Is it possible to crack a pacemaker: a brief history of the safety of medical devices

    The fact that pacemakers are vulnerable began to be discussed back in 2008 , when a team of researchers managed to reprogram one of the devices remotely and “pull” the user's personal data out of it. It is emphasized that such an experiment, if the pacemaker was in operation, would have been fatal. A collection of links to documents and articles - under the cut.

    Doctors issued a rebuttal , while naming manufacturers that had hacking protection at an acceptable level, calling the threat "hypothetical" rather than real.

    For some time, those involved have disowned, and the story itself ceased to be duplicated, until in 2011 the series Homeland appeared at the box office., where the "hacked" pacemaker caused the death of the US vice president.

    Then, in an interview, Dick Cheney, a former real US Deputy Prime Minister, admitted that he asked his attending physician to turn off all the wireless capabilities of his pacemaker.

    Shortly thereafter, the Security Department shows a warning document ( pdf ), which for the most part contained the constants that many devices are vulnerable, and then a series of documents from the FDA appear that regulate cyber security issues in medical devices. However, there are also such phrases : the FDA recommends manufacturers to increase the security of their devices from third-party attacks in order to reduce the risks of equipment failure due to them.

    The latest scandal surrounding a possible remote hacking of medical devices began to erupt after in September of this year, hackers controlled by medical institutions “killed” a mannequin, describing the hacking process in detail in a magazine ( PDF ).

    This meant that neither the FDA recommendations ( PDF ), nor the safety analysis of devices ( PDF ), which came out several years and a year earlier, were accepted by any of the suppliers of medical equipment.
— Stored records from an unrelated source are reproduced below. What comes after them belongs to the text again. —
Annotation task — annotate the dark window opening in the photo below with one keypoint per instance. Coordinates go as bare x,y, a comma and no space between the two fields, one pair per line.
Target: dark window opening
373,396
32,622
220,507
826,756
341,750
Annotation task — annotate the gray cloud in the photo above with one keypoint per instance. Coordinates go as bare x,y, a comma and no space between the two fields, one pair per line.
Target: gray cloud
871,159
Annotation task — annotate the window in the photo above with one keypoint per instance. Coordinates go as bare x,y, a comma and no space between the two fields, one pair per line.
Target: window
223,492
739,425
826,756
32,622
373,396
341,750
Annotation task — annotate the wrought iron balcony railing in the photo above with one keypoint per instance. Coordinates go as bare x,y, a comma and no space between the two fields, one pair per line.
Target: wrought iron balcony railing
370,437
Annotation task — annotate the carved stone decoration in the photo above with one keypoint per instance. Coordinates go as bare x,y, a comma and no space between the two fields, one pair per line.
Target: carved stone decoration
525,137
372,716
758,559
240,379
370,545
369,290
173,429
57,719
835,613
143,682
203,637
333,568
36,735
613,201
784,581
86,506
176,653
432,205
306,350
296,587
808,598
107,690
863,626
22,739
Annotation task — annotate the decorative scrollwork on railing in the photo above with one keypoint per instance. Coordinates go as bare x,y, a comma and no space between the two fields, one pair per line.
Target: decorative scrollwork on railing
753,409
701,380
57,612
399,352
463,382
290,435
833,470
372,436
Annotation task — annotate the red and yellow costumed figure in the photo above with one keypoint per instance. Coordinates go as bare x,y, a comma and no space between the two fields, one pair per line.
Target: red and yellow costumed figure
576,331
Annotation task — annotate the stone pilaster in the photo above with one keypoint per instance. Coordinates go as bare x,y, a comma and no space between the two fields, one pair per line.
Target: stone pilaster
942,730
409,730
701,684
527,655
    At risk are not only pacemakers, but all devices with remote wireless access. Wired writes about breaking infusion pumps. By the way, advice from the FDA immediately followed,quoted in Reuters .

    The event around the "dead mannequin" is not the only thing that provoked a new wave of discussions on this issue. An ordinary American Marie Moe, having received her pacemaker and reading the instructions, was very worried about the possibility of Wi-fi access to her device. And this year, her problem will be discussed at the largest conference of hackers HACKLU-2015 .

    At one of these conferences, Jack Barnaby , one of the most famous White Hackers, was supposed to speak , who in 2012 stated that you can kill a person with a pacemaker from a distance of up to 50 feet by “sending” 830 volts from a laptop. He owns a hacking projectinsulin pumps from up to 300 feet.

    In 2013, he promised to demonstrate hacking pacemakers at a conference, but was found dead in his apartment a week before the event.

    Currently, except for experimental cases, not a single attack on medical devices with a criminal purpose has been recorded, as well as for 30 years of using such devices. On average, over five million pacemakers are sold in the United States over five years.